“Cash has been a headache for WLTAMs, given that the banks used to give preference to loading cash in the ATMs deployed by them. This will change, and it is hoped that it will give them a breather, operationally,” said Suneel Aiyer, chief executive of Writer’s Safegaurd, a cash management firm.
As on date, there are eight WLATM operators in the country — AGS Transact Technologies, BTI Payments, Hitachi Payment Services, Muthoot Finance, RiddiSiddhi Bullions, SREI Infrastructure Finance, Tata Communications Payment Solutions, and Vakrangee. However, the total numbers of ATMs deployed by them is under 20,000, and way below the bid terms of the Reserve Bank of India (RBI).
If you were to go by the strike rate set by the central bank in 2012 for deployments, WLATMs would have sprouted all over the place. In the very first year of operations (based on schemes that operators opted for), 1,000-25,000 ATMs would have been added. Hence, if there were five operators, there would have been between 5,000 and 125,000 ATMs in the debut year alone.
So, will securing cash directly from Mint Road make life easier for WLATMs? “As on date, the scheme is being gradually rolled out across the country; it can’t be done in one go as cash availability and the logistics involved has to settle down first,” says Loney Antony, vice-chairman of Hitachi Payments and co-chairman of the Payments Council of India.
There also whispers in the ATM industry that the original bid terms for WLATMs may be revisited. This is because newer players have evinced interest in entering the industry, provided the commercial viability of the model is reworked.
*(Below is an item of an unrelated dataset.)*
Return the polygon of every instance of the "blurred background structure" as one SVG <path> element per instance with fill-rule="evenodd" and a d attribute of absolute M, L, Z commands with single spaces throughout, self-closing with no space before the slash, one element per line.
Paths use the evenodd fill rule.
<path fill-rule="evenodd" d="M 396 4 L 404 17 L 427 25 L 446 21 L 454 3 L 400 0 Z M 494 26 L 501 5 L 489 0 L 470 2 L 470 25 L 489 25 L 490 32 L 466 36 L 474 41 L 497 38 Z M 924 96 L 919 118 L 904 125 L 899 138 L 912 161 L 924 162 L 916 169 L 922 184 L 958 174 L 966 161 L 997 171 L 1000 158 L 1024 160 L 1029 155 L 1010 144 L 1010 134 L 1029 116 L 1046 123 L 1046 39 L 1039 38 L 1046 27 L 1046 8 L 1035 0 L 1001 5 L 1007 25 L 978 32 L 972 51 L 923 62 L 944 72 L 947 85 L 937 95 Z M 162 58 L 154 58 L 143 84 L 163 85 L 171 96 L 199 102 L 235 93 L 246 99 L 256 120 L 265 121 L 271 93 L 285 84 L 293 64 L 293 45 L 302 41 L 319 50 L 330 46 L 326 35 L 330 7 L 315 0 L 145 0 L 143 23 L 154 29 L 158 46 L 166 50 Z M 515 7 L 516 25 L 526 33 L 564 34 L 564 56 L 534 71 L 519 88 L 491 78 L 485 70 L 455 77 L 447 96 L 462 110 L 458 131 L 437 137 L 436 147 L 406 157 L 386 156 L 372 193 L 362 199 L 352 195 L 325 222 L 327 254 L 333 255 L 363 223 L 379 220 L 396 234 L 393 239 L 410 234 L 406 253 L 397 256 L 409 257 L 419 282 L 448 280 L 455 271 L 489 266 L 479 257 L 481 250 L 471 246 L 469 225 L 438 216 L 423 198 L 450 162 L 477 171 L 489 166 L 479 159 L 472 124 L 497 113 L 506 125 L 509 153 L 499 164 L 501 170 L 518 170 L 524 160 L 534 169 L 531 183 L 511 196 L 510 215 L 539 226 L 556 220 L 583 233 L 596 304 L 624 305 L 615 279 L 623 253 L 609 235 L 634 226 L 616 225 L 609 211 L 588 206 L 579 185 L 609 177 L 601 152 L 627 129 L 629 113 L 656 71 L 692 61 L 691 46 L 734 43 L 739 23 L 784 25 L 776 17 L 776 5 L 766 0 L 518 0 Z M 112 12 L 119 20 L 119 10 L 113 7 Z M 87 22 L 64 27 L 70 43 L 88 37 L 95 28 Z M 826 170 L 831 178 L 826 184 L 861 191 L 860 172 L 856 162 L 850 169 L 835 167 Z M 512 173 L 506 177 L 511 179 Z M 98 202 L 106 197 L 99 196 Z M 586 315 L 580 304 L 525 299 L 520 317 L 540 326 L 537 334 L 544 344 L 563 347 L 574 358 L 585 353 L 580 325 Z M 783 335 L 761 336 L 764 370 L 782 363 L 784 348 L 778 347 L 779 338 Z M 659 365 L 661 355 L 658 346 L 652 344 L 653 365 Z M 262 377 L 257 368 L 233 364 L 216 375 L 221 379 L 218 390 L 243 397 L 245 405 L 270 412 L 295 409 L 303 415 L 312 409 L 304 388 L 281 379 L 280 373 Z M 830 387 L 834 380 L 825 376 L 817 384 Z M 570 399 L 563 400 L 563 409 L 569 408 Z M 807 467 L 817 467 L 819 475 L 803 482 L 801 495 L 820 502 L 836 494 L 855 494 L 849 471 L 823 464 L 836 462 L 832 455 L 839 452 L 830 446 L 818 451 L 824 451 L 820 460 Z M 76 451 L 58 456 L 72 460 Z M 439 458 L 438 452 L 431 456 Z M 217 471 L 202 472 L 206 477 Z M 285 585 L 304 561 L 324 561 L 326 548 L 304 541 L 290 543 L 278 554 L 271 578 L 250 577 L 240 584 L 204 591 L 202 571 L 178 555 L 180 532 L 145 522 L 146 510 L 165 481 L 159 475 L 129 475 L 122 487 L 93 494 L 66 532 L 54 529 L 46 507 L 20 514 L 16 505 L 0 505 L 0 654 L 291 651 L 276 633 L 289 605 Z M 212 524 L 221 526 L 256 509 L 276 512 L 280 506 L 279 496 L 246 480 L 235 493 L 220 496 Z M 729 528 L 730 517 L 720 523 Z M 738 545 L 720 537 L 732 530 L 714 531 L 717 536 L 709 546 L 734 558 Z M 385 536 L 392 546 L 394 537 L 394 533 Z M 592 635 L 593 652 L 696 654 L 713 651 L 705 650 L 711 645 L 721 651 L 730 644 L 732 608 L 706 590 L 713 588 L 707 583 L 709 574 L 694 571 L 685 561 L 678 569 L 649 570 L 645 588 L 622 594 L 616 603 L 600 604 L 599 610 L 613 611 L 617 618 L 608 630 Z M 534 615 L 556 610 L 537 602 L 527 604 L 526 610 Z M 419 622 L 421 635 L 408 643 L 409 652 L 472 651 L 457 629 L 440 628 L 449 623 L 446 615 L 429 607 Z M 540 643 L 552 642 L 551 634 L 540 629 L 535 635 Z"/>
In the past, Mint Road had not budged from its position even though the current crop of WLATM operators had pleaded their case before the central bank.
The issue of free swipes is also up for review. While it’s not clear it this is on the agenda of the committee that has been set up to review the current inter-change of Rs 15 and raise it to Rs 18, it’s been gathered that free swipes will be at four hereon — a change from the three free transactions in a metro and five in non-metros.
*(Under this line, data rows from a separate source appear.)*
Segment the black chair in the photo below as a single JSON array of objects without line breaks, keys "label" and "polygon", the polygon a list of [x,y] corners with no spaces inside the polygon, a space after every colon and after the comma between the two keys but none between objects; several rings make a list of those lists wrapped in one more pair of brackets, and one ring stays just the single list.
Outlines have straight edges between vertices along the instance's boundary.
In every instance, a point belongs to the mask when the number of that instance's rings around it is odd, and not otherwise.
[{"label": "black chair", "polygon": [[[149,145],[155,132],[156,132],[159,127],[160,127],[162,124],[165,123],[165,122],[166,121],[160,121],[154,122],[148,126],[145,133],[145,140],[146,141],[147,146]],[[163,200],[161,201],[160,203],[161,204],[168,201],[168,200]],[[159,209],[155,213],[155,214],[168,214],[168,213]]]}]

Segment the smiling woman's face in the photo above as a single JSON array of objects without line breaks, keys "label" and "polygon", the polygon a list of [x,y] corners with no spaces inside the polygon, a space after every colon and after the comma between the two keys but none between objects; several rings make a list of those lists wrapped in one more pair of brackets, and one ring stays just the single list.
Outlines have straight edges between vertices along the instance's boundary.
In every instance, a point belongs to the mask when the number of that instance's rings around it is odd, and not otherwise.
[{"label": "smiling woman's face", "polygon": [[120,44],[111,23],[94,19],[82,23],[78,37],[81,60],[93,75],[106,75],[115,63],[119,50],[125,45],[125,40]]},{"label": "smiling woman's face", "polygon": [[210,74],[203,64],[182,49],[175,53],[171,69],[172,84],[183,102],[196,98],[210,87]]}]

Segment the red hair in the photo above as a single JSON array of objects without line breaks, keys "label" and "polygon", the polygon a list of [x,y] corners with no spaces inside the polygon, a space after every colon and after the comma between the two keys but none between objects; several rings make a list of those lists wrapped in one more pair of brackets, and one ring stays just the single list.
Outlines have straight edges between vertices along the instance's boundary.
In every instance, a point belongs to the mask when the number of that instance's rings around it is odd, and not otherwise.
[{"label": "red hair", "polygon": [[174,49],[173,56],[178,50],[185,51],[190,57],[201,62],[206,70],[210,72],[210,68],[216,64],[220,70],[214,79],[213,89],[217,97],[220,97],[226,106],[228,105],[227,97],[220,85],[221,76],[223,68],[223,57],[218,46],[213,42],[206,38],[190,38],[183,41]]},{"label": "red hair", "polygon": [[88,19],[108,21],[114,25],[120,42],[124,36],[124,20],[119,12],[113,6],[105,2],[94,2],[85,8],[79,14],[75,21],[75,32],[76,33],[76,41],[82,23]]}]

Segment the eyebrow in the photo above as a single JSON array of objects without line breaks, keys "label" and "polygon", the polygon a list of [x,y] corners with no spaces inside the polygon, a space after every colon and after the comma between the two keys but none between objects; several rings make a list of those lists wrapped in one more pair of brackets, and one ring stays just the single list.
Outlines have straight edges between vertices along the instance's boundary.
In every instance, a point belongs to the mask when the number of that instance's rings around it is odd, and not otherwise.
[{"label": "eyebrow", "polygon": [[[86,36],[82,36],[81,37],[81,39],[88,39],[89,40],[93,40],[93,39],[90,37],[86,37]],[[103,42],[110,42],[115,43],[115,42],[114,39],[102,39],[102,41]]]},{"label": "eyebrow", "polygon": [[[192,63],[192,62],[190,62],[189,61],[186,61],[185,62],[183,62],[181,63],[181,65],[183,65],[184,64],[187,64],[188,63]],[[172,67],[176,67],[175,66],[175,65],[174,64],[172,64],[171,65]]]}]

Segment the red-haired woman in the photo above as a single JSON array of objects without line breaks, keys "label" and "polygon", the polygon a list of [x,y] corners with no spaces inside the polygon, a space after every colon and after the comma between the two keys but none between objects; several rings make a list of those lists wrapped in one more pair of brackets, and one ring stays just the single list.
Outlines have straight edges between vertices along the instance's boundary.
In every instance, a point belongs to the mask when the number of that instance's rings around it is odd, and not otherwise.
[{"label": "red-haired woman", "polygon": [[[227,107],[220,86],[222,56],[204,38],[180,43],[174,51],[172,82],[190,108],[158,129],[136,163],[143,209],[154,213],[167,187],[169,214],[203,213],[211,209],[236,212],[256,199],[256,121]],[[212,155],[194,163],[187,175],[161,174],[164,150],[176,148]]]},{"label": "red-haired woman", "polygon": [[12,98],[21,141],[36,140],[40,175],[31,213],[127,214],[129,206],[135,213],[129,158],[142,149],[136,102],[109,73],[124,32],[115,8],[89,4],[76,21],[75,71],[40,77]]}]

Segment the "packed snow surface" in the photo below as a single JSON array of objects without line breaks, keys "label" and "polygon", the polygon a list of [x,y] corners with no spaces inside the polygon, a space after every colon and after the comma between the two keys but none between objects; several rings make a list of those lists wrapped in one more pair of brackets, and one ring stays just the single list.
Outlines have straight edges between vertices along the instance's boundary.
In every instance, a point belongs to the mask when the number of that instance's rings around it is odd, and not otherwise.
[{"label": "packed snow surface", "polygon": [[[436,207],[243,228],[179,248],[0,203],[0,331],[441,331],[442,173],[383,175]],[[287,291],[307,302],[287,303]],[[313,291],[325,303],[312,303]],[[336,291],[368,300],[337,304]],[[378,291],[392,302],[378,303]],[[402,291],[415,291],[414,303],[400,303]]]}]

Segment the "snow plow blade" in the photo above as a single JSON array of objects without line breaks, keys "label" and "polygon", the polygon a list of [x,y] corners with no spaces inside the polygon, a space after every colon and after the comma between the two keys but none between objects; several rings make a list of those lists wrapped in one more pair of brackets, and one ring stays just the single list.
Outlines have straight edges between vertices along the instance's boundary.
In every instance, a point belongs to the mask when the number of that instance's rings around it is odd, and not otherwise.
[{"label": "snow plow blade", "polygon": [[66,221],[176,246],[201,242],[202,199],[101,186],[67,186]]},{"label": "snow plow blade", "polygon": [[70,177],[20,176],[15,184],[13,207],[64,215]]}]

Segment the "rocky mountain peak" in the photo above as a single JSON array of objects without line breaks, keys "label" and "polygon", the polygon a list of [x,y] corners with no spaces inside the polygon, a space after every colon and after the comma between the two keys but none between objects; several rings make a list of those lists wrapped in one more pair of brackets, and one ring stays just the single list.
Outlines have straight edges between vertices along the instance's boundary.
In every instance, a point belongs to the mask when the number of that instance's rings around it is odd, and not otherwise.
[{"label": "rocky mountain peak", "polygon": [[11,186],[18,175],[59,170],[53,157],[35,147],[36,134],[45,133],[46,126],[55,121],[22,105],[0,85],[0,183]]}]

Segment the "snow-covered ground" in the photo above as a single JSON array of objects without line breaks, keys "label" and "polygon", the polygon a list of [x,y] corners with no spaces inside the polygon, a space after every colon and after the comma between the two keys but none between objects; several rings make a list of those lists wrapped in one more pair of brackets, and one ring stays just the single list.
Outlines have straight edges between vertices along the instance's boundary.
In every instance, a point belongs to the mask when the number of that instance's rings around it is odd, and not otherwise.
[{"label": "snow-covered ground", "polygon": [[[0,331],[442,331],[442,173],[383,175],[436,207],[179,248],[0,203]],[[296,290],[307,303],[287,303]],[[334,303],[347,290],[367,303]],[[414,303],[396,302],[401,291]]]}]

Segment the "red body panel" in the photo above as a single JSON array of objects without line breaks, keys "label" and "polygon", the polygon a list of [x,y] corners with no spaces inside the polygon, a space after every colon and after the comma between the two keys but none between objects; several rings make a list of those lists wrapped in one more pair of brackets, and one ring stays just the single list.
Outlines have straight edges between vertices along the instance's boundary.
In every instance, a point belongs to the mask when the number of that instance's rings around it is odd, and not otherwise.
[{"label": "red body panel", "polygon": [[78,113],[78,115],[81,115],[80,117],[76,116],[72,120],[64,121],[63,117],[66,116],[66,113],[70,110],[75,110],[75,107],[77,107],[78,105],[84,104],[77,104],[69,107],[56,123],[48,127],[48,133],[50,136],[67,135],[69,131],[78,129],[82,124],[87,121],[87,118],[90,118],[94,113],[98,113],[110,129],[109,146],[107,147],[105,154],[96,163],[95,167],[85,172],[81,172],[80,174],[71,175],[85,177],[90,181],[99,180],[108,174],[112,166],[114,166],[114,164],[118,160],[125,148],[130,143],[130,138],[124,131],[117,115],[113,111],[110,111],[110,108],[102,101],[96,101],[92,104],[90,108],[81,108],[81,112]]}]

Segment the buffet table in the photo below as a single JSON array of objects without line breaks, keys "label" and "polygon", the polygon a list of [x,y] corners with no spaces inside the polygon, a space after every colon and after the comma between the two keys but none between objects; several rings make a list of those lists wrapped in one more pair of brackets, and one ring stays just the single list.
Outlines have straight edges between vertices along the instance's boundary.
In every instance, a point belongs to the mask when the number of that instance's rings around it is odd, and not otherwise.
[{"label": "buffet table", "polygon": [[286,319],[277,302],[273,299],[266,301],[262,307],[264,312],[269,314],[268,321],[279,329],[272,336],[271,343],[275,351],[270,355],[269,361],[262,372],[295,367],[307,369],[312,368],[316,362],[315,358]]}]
“Basically, we are looking at a mid-point. That’s the only way it can work for the non-frill account holders opened under the Pradhan Mantri Jan Dhan Yojana. To make direct benefits transfer better, ATMs are a key cash-out point. While the issue of free swipes does not affect WLATMs, the reality is that not many swipe their cards at these outlets. If 100 people queue up at a bank’s proprietary or brown-label ATM, only 40 go to WLATMs.
It’s very hard to get folks in the lower tier towns go to WLATMs, given that they associate banks with ATMs. There is also empirical evidence available to prove this lack of traffic at WLATMs, from the way brown-label ATM deployers bid for the rate per transaction (RPT) — the fee they get for every swipe — to be charged to banks, for a tender of 63,000 ATMs floated by the North Block in 2012.
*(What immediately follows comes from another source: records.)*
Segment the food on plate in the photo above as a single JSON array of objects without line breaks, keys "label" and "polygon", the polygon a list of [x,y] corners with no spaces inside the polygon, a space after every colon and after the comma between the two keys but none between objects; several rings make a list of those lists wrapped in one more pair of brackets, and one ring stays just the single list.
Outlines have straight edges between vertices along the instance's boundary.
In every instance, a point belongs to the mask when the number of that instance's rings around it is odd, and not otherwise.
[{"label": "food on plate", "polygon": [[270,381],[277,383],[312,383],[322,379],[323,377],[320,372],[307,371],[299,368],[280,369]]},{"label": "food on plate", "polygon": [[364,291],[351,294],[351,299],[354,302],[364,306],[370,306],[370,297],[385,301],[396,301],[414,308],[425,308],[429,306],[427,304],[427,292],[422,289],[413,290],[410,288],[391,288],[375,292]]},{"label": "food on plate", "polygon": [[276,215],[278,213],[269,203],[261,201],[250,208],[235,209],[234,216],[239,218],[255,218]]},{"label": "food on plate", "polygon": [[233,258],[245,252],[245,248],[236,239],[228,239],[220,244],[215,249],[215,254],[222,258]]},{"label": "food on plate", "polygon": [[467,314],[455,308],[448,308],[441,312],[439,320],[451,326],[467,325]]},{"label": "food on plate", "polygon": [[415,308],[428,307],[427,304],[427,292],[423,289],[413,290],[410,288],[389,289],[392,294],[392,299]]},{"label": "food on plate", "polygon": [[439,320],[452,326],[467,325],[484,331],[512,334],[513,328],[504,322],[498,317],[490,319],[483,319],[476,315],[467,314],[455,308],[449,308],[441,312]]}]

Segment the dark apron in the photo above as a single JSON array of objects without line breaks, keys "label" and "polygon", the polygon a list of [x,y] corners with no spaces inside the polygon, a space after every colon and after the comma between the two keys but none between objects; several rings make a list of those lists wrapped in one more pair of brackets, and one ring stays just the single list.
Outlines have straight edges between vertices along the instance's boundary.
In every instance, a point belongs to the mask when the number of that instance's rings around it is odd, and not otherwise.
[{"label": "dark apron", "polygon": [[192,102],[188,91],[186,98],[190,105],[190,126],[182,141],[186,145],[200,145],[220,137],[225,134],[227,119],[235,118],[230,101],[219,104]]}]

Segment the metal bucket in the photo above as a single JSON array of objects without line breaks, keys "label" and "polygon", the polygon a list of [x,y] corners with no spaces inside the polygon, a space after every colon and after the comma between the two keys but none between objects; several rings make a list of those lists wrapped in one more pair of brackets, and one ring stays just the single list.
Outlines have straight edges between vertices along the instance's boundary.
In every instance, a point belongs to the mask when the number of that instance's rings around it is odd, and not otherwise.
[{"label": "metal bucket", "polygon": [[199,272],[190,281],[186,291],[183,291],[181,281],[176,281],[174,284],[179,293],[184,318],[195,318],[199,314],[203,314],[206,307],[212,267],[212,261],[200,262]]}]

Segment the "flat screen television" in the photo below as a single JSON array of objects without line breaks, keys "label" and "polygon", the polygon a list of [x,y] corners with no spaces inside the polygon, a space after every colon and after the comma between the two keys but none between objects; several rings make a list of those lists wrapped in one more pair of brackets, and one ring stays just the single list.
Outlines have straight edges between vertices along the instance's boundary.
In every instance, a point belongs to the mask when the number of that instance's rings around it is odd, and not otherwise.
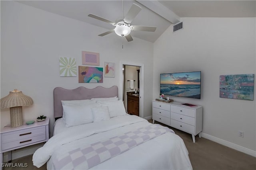
[{"label": "flat screen television", "polygon": [[201,71],[160,74],[160,93],[200,99]]}]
AGS Transact Technologies’ RPT bid was Rs 12.10. We don’t know how Prizm, FIS, Mphasis, Electronic Payment Systems and TCPSL bid, but it’s been gathered that one brown-label contender’s bid was as low as Rs 7, and that the bid-range by this lot was between Rs 7 and Rs 12.10.
Now, if inter-change fee at Rs 15 is a sore point for WLATMs, then how some in their brown-label avatars bid low on the RPT (technically it’s not inter-change, but that’s what you earn at the end of the day) is the question.
It was also pointed that the brown-label business model was different. People come into brown-label ATMs as the signage is that of banks; they are deemed as banks’ outlets.
Typically, 60 per cent of all swipes are at banks’ own ATMs, with the rest at ATMs of other deployers. Again, you get to earn an RPT on 100 per cent of the transactions. “You can’t extrapolate RPT bids into WLATMs”, said a senior functionary in the WLTAM business. There’s another matter of detail — the inter-change for WLTAMs is not Rs 15 but Rs 13, as Rs 2 goes to the sponsor bank. That’s because only banks can be part of the Mint Road settlement system.